Boeing assure que la refonte de sa capsule Starliner, clouée au sol depuis de longs mois, avance bien. Et un vol cargo pourrait décoller avant la fin de l’année… Mais rien n’est encore joué.

Starliner arrimée à l'ISS, lors de son unique voyage dans l'espace. ©NASA
Starliner arrimée à l'ISS, lors de son unique voyage dans l'espace. ©NASA

Le 5 juin 2024, Starliner s’envolait pour son premier vol habité, avec à son bord les astronautes Butch Wilmore et Suni Williams. Mais des fuites d’hélium et des propulseurs défaillants ont contraint la NASA à faire revenir la capsule sans équipage. Les astronautes, eux, sont restés bloqués sur la Station Spatiale internationale (ISS) bien plus longtemps que prévu, 9 mois au lieu de 10 jours, avant de rentrer à bord d’un Crew Dragon de SpaceX.

Un rapport récent de la NASA a classé cet épisode en « incident de type A », le niveau de gravité le plus élevé de l’agence : la vie de l’équipage était clairement en danger. Depuis, Boeing a été rétrogradée en vaisseau cargo, et travaille à corriger les défauts identifiés.

La refonte « se passe bien  »

Et jusqu’ici, les nouvelles n’incitaient guère à l’optimisme : il aurait fallu patienter jusqu’en 2027 pour voir la capsule décoller à nouveau.

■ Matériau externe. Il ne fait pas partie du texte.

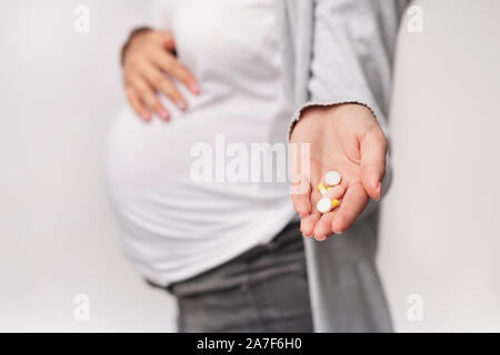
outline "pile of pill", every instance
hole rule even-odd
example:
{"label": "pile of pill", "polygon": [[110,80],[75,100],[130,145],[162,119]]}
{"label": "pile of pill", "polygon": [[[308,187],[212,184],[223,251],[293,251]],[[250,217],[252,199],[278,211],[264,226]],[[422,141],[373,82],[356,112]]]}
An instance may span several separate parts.
{"label": "pile of pill", "polygon": [[327,213],[339,206],[340,199],[343,195],[343,187],[340,185],[342,178],[337,171],[329,171],[324,175],[324,183],[318,185],[318,191],[322,199],[318,201],[317,209],[320,213]]}

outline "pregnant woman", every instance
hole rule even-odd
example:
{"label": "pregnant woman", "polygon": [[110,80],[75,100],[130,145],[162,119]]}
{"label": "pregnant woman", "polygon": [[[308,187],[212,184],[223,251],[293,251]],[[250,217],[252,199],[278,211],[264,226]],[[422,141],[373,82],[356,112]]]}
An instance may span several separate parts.
{"label": "pregnant woman", "polygon": [[[181,332],[310,332],[314,313],[326,314],[314,316],[318,331],[390,329],[372,262],[374,222],[364,217],[349,229],[369,197],[381,195],[386,140],[373,112],[381,119],[386,102],[377,102],[367,79],[357,78],[363,75],[358,64],[334,69],[331,74],[340,71],[339,78],[349,78],[346,68],[357,70],[350,79],[354,84],[329,91],[321,80],[331,75],[327,70],[331,63],[308,63],[309,51],[327,58],[321,50],[329,40],[324,26],[344,9],[337,2],[318,1],[313,7],[312,1],[300,6],[276,0],[157,1],[154,27],[133,31],[123,47],[130,106],[110,129],[108,186],[127,256],[150,284],[176,296]],[[382,16],[384,31],[396,31],[396,3],[389,11],[366,6],[342,16],[351,16],[354,24],[366,23],[367,13],[371,24]],[[292,12],[300,13],[297,23],[289,18]],[[297,39],[291,38],[293,26],[300,32]],[[317,49],[312,32],[323,41]],[[302,63],[293,52],[297,45],[307,59]],[[356,43],[347,47],[342,51],[361,57]],[[390,49],[378,53],[387,59]],[[352,60],[341,51],[336,60],[342,55]],[[298,75],[298,65],[306,75]],[[318,70],[327,77],[314,75]],[[373,70],[373,78],[384,84],[378,84],[377,97],[387,99],[387,74]],[[332,161],[333,168],[348,172],[338,212],[321,216],[311,209],[319,200],[317,192],[292,196],[292,205],[286,181],[217,179],[221,159],[231,160],[216,156],[220,144],[237,144],[249,152],[250,161],[256,144],[286,146],[290,119],[313,92],[320,92],[318,103],[328,105],[311,103],[302,110],[291,139],[314,143],[313,186]],[[326,131],[329,136],[322,134]],[[192,175],[196,146],[206,148],[213,173],[202,181]],[[279,160],[272,150],[261,153],[263,162]],[[271,168],[277,170],[273,176],[279,166],[278,161]],[[324,240],[344,231],[346,236],[351,233],[348,242],[324,243],[321,252],[321,243],[308,240],[306,267],[302,235]],[[338,258],[334,253],[344,255]],[[334,275],[323,280],[329,273]],[[310,295],[316,297],[312,304]]]}

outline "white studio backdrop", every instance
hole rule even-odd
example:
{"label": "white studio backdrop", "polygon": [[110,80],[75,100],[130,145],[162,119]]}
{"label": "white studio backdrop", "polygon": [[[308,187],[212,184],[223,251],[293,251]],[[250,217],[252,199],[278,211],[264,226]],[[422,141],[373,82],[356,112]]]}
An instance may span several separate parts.
{"label": "white studio backdrop", "polygon": [[[398,331],[500,331],[500,3],[416,4],[423,32],[402,28],[396,68],[382,280]],[[79,6],[89,33],[74,30]],[[0,331],[176,329],[173,301],[120,253],[102,179],[118,50],[148,18],[139,0],[0,2]]]}
{"label": "white studio backdrop", "polygon": [[400,31],[380,272],[398,331],[500,332],[500,2],[414,4],[423,32]]}
{"label": "white studio backdrop", "polygon": [[[74,30],[80,4],[88,33]],[[0,2],[0,331],[176,328],[172,300],[120,253],[102,179],[118,50],[148,16],[147,1]],[[88,322],[74,320],[79,294]]]}

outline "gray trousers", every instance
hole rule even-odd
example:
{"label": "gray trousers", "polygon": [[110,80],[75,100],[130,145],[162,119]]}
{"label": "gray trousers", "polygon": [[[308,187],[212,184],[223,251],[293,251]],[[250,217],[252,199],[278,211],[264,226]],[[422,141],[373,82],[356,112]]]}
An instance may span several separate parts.
{"label": "gray trousers", "polygon": [[312,332],[299,223],[271,242],[167,290],[179,332]]}

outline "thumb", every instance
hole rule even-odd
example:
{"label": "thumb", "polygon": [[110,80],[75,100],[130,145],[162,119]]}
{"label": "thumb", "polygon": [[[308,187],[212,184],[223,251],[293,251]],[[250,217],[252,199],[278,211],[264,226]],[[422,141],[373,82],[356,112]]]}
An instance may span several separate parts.
{"label": "thumb", "polygon": [[173,52],[176,50],[176,39],[171,31],[163,32],[162,45],[169,52]]}
{"label": "thumb", "polygon": [[381,130],[370,131],[361,141],[361,182],[368,195],[380,200],[386,173],[387,140]]}

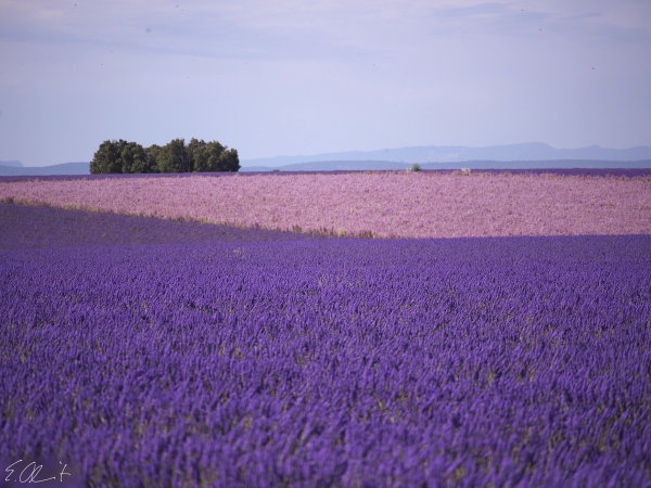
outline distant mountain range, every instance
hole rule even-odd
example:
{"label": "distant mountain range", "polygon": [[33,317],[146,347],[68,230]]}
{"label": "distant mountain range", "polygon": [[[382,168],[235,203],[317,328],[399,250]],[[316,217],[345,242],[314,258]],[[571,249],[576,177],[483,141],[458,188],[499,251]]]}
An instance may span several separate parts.
{"label": "distant mountain range", "polygon": [[378,160],[398,163],[461,163],[470,160],[493,162],[540,162],[540,160],[642,160],[651,159],[651,147],[637,146],[615,150],[590,145],[573,150],[556,149],[542,142],[524,144],[495,145],[490,147],[467,147],[463,145],[451,146],[416,146],[397,147],[379,151],[348,151],[343,153],[323,153],[311,156],[276,156],[257,159],[243,159],[244,168],[252,166],[270,166],[279,168],[302,163],[321,162],[353,162]]}
{"label": "distant mountain range", "polygon": [[23,166],[20,160],[0,160],[0,176],[90,175],[89,163],[63,163],[52,166]]}
{"label": "distant mountain range", "polygon": [[[243,159],[241,171],[406,169],[413,163],[423,169],[651,168],[651,147],[615,150],[590,145],[563,150],[541,142],[490,147],[427,145]],[[90,167],[89,163],[25,167],[20,160],[0,160],[0,176],[46,175],[90,175]]]}
{"label": "distant mountain range", "polygon": [[[393,160],[320,160],[286,166],[245,166],[240,172],[259,171],[363,171],[409,169],[413,164]],[[558,169],[558,168],[651,168],[651,159],[642,160],[598,160],[598,159],[554,159],[554,160],[464,160],[460,163],[422,163],[421,169]]]}

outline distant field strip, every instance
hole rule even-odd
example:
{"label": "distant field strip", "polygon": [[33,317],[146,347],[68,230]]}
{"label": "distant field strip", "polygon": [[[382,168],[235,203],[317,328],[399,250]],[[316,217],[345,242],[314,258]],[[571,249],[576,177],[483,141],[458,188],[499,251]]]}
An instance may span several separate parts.
{"label": "distant field strip", "polygon": [[650,234],[651,178],[256,175],[0,183],[0,200],[376,237]]}

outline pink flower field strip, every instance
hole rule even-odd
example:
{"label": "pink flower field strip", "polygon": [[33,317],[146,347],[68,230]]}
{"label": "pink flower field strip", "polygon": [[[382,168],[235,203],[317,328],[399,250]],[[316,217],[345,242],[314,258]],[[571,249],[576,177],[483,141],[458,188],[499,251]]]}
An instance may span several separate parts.
{"label": "pink flower field strip", "polygon": [[345,174],[0,183],[0,200],[379,237],[651,233],[651,178]]}

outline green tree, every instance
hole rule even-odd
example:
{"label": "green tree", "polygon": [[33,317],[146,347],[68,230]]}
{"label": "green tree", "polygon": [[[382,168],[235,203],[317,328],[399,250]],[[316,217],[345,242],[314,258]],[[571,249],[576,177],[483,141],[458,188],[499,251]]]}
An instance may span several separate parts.
{"label": "green tree", "polygon": [[240,169],[238,151],[229,150],[217,141],[210,141],[194,151],[194,169],[195,171],[238,171]]}
{"label": "green tree", "polygon": [[95,151],[90,162],[90,172],[93,175],[122,172],[119,147],[116,141],[106,140],[100,144],[100,149]]}
{"label": "green tree", "polygon": [[240,170],[240,157],[238,156],[238,150],[224,147],[225,151],[219,156],[218,171],[239,171]]}
{"label": "green tree", "polygon": [[126,142],[120,151],[122,172],[150,172],[146,153],[142,145],[136,142]]}
{"label": "green tree", "polygon": [[157,157],[159,172],[186,172],[188,170],[188,153],[184,139],[174,139],[162,147]]}
{"label": "green tree", "polygon": [[188,145],[186,146],[186,152],[188,153],[189,166],[191,171],[200,171],[196,167],[196,158],[195,154],[202,152],[202,149],[206,146],[206,142],[203,139],[192,138]]}
{"label": "green tree", "polygon": [[163,153],[163,147],[158,144],[152,144],[148,149],[144,150],[146,155],[146,165],[150,169],[150,172],[161,172],[158,170],[158,158]]}
{"label": "green tree", "polygon": [[196,171],[219,171],[219,156],[224,146],[217,141],[210,141],[194,150],[194,169]]}

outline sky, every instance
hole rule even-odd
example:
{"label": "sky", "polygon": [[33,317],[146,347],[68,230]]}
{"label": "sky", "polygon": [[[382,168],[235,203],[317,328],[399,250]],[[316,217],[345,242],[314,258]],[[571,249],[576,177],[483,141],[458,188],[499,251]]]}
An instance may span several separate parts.
{"label": "sky", "polygon": [[651,145],[649,0],[0,0],[0,160]]}

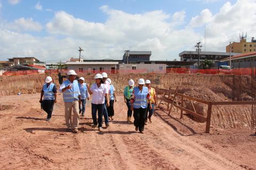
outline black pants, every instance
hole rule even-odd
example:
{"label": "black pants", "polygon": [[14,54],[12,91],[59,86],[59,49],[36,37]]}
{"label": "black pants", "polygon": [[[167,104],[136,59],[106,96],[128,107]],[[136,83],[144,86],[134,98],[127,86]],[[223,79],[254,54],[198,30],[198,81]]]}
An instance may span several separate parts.
{"label": "black pants", "polygon": [[144,130],[144,125],[146,120],[146,109],[147,108],[133,108],[133,117],[134,117],[134,126],[139,128],[139,130],[143,131]]}
{"label": "black pants", "polygon": [[127,116],[132,117],[132,111],[131,110],[131,100],[130,99],[126,99],[126,106],[128,108],[127,110]]}
{"label": "black pants", "polygon": [[107,110],[108,110],[108,117],[113,116],[115,114],[115,111],[114,110],[114,103],[115,100],[111,100],[109,101],[109,107],[107,107]]}
{"label": "black pants", "polygon": [[47,118],[52,117],[52,110],[53,110],[53,105],[54,100],[44,100],[42,103],[42,107],[44,111],[47,113]]}

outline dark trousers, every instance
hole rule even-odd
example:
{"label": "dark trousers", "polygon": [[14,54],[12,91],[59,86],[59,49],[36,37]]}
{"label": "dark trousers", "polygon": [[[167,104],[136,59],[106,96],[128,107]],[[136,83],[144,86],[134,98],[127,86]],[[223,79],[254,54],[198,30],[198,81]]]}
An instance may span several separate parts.
{"label": "dark trousers", "polygon": [[153,103],[153,104],[151,104],[151,105],[152,105],[152,109],[150,109],[149,108],[149,105],[150,105],[150,104],[148,104],[148,107],[147,107],[147,110],[146,110],[146,120],[147,120],[147,119],[148,118],[148,118],[151,118],[151,116],[152,116],[152,115],[153,115],[154,104],[154,103]]}
{"label": "dark trousers", "polygon": [[103,116],[104,116],[104,120],[105,120],[105,124],[108,124],[108,110],[107,109],[107,100],[105,100],[105,103],[104,105],[104,109],[103,110]]}
{"label": "dark trousers", "polygon": [[42,106],[44,110],[47,113],[47,118],[51,118],[52,117],[54,105],[54,100],[44,100],[43,101]]}
{"label": "dark trousers", "polygon": [[84,114],[85,112],[85,104],[86,103],[86,99],[81,99],[82,106],[79,106],[79,110],[82,112],[82,114]]}
{"label": "dark trousers", "polygon": [[126,99],[126,105],[128,108],[128,110],[127,110],[127,116],[132,117],[132,111],[131,110],[131,100],[130,99]]}
{"label": "dark trousers", "polygon": [[[102,127],[102,115],[104,110],[105,104],[94,104],[92,103],[92,117],[93,120],[93,124],[98,124],[99,128]],[[98,122],[97,122],[97,110],[98,110]]]}
{"label": "dark trousers", "polygon": [[107,108],[108,110],[108,115],[109,117],[113,116],[115,114],[115,111],[114,110],[114,103],[115,103],[115,100],[111,100],[109,101],[109,107]]}
{"label": "dark trousers", "polygon": [[146,109],[147,108],[133,108],[133,117],[134,117],[134,124],[136,128],[139,128],[139,130],[143,131],[146,120]]}

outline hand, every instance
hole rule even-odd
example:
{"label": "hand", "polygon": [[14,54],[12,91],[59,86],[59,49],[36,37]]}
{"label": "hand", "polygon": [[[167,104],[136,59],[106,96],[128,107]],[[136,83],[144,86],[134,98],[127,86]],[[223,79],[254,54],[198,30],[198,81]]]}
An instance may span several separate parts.
{"label": "hand", "polygon": [[71,89],[71,86],[70,84],[69,84],[67,87],[66,87],[67,89]]}

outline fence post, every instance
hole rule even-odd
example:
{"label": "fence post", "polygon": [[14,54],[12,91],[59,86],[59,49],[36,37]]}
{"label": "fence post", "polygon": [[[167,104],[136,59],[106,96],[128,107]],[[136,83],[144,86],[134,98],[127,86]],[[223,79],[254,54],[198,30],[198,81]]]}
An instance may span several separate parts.
{"label": "fence post", "polygon": [[[181,107],[183,107],[183,96],[181,96]],[[183,117],[183,110],[180,109],[180,118]]]}
{"label": "fence post", "polygon": [[205,133],[210,133],[210,126],[211,125],[211,116],[212,115],[212,103],[210,103],[208,104],[208,109],[207,110],[207,117],[206,117],[206,127],[205,129]]}

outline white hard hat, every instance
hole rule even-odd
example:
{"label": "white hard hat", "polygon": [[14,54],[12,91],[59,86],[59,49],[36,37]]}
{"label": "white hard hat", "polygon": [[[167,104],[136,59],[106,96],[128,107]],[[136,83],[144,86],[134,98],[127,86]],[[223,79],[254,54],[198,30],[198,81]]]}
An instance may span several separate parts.
{"label": "white hard hat", "polygon": [[143,79],[139,79],[139,80],[138,81],[138,83],[139,84],[145,84],[145,81]]}
{"label": "white hard hat", "polygon": [[94,79],[102,79],[102,75],[99,73],[97,74],[94,76]]}
{"label": "white hard hat", "polygon": [[69,70],[67,73],[68,75],[77,75],[76,72],[74,70]]}
{"label": "white hard hat", "polygon": [[146,84],[151,84],[150,80],[147,80],[145,81],[145,83]]}
{"label": "white hard hat", "polygon": [[80,78],[79,78],[79,80],[83,80],[83,81],[84,81],[84,78],[82,76],[81,76]]}
{"label": "white hard hat", "polygon": [[130,79],[128,82],[128,84],[130,86],[134,86],[134,81],[132,79]]}
{"label": "white hard hat", "polygon": [[108,74],[107,74],[107,73],[105,73],[105,72],[102,73],[102,74],[101,74],[101,75],[102,75],[102,78],[108,78]]}
{"label": "white hard hat", "polygon": [[46,83],[50,83],[51,81],[52,81],[52,78],[50,76],[48,76],[47,77],[46,77],[46,78],[45,79],[45,82]]}
{"label": "white hard hat", "polygon": [[109,83],[109,84],[111,84],[111,81],[110,79],[107,78],[107,81],[108,81],[108,82]]}

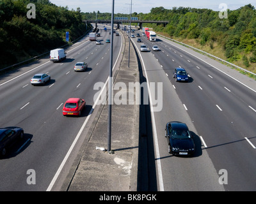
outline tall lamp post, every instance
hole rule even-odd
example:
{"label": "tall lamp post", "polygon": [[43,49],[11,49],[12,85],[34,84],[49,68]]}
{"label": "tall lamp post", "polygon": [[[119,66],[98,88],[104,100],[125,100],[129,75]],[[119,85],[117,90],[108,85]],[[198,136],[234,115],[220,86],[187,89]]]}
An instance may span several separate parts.
{"label": "tall lamp post", "polygon": [[111,149],[111,108],[112,108],[112,67],[113,67],[113,26],[114,26],[114,4],[115,0],[112,0],[112,14],[111,14],[111,31],[110,42],[110,63],[109,63],[109,76],[108,81],[108,152],[113,154]]}

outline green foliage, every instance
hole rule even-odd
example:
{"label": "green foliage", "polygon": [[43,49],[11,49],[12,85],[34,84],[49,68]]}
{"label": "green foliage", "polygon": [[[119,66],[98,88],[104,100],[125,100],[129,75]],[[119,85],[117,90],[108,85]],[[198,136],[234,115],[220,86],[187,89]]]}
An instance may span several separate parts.
{"label": "green foliage", "polygon": [[[28,3],[36,18],[28,18]],[[80,8],[70,11],[49,0],[0,1],[0,68],[64,45],[65,32],[73,41],[86,31]]]}

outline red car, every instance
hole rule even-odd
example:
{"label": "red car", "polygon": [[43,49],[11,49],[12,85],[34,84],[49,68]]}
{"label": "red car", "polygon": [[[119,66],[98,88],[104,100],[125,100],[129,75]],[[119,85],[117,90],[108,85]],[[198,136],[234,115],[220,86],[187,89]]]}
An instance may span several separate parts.
{"label": "red car", "polygon": [[86,103],[84,99],[76,98],[70,98],[68,99],[64,105],[62,112],[63,115],[77,115],[80,116]]}

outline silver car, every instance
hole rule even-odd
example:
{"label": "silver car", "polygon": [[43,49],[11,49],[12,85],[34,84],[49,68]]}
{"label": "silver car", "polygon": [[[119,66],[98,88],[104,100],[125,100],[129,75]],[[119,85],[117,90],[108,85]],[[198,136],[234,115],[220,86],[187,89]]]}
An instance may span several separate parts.
{"label": "silver car", "polygon": [[152,47],[152,50],[153,50],[153,51],[159,51],[159,50],[159,50],[159,48],[158,48],[157,46],[154,45],[154,46]]}
{"label": "silver car", "polygon": [[44,73],[38,73],[33,76],[30,82],[31,83],[31,85],[45,85],[48,81],[51,81],[51,76],[49,75]]}
{"label": "silver car", "polygon": [[140,46],[140,52],[147,52],[148,51],[148,48],[146,45],[141,45]]}
{"label": "silver car", "polygon": [[87,69],[87,68],[88,68],[87,63],[85,63],[84,62],[76,62],[75,66],[74,67],[74,70],[75,71],[84,71],[86,69]]}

Mais le discours a évolué. Lors d’un point sur les résultats financiers du constructeur pour le deuxième trimestre, ce 28 juillet, son P.-D. G Kelly Ortberg a livré un message plutôt rassurant : « La refonte des déficiences de Starliner se passe plutôt bien ».

Selon lui, l’essentiel du travail technique touche à sa fin, ne reste plus qu’à caler un créneau de lancement avec la NASA, dont le planning pour l’ISS est particulièrement chargé.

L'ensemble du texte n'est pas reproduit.